Paremos para respirar.
Se a FCT considerasse, de facto, que a avaliação tinha sido bem feita, deveria ter ficado em
estado de alerta vermelho antes mesmo de receber as reclamações, no exacto momento em
que recebeu os resultados da primeira fase da avaliação. E deveria ter ficado alarmadíssima
porque estes resultados significam que metade das unidades de investigação do país são
medíocres, que um quarto deve ser objecto de execução sumária e que outro quarto vai ser
condenada a uma morte lenta – o que, seja qual for a razão, constitui um cataclismo de
proporções gigantescas, com impactos em todos os sectores da vida nacional. E deveria
também ter ficado alarmadíssima porque estes resultados contrariam frontalmente resultados
de avaliações anteriores, feitas sob a sua responsabilidade, que desenhavam uma panorama
muito diferente, o que significava que ela própria, FCT, tinha sido clamorosamente
incompetente. Mas não. A FCT parece considerar estes resultados como normais e esperados,
defende a avaliação e os avaliadores com unhas e dentes e não faz sequer nenhum
comentário sobre a substância da avaliação. E o mesmo faz aliás Crato, que desde a sua
tomada de posse parece ter tanto a ver com a investigação portuguesa como o pato Donald.

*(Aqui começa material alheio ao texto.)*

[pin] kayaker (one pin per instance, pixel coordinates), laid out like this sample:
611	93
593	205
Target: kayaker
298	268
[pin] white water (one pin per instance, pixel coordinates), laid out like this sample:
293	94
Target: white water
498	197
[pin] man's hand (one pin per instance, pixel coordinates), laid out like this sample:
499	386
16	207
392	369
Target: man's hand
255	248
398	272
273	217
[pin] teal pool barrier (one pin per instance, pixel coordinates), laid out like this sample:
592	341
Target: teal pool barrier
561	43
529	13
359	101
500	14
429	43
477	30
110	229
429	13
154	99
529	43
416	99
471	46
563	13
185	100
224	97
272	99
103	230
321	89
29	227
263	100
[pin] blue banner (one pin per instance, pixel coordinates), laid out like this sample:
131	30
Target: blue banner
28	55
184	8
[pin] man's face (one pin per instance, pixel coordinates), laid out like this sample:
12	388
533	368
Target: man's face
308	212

Imaginemos, por um momento, que o presidente da FCT, Miguel Seabra, está de boa-fé e
considera que a ESF fez bem o seu trabalho e que, por conseguinte, metade da investigação
portuguesa deve ir para o lixo. O que seria normal que a FCT fizesse? Miguel Seabra parece
esquecer-se de que a FCT é responsável pela investigação nacional e que lhe compete
garantir a gestão e o desenvolvimento do sistema. Se Miguel Seabra acha que metade do
sistema está podre, deveria lançar uma operação de emergência para o recuperar e tentar
envolver nela todos os parceiros necessários – em vez de o deitar para o lixo de uma penada.
Trata-se de organizações, de pessoas, de investimentos e de saber acumulado que constitui
um património nacional. Mas é possível que, tal como Crato, Seabra pense que, para melhorar
um sistema, basta colocar um exame no fim, chumbar o máximo de avaliados e esperar a
resposta automática. Dá certamente menos trabalho e uma grande quantidade de chumbos
pode dar uma ideia de exigência.
De uma coisa podemos ter a certeza: a contratação de uma grande organização internacional
não é garantia de qualidade. Mas é natural que, também quanto a isto, Miguel Seabra tenha
uma opinião diferente, já que foi recentemente eleito presidente da Science Europe, a
organização que vai suceder à European Science Foundation que ele contratou.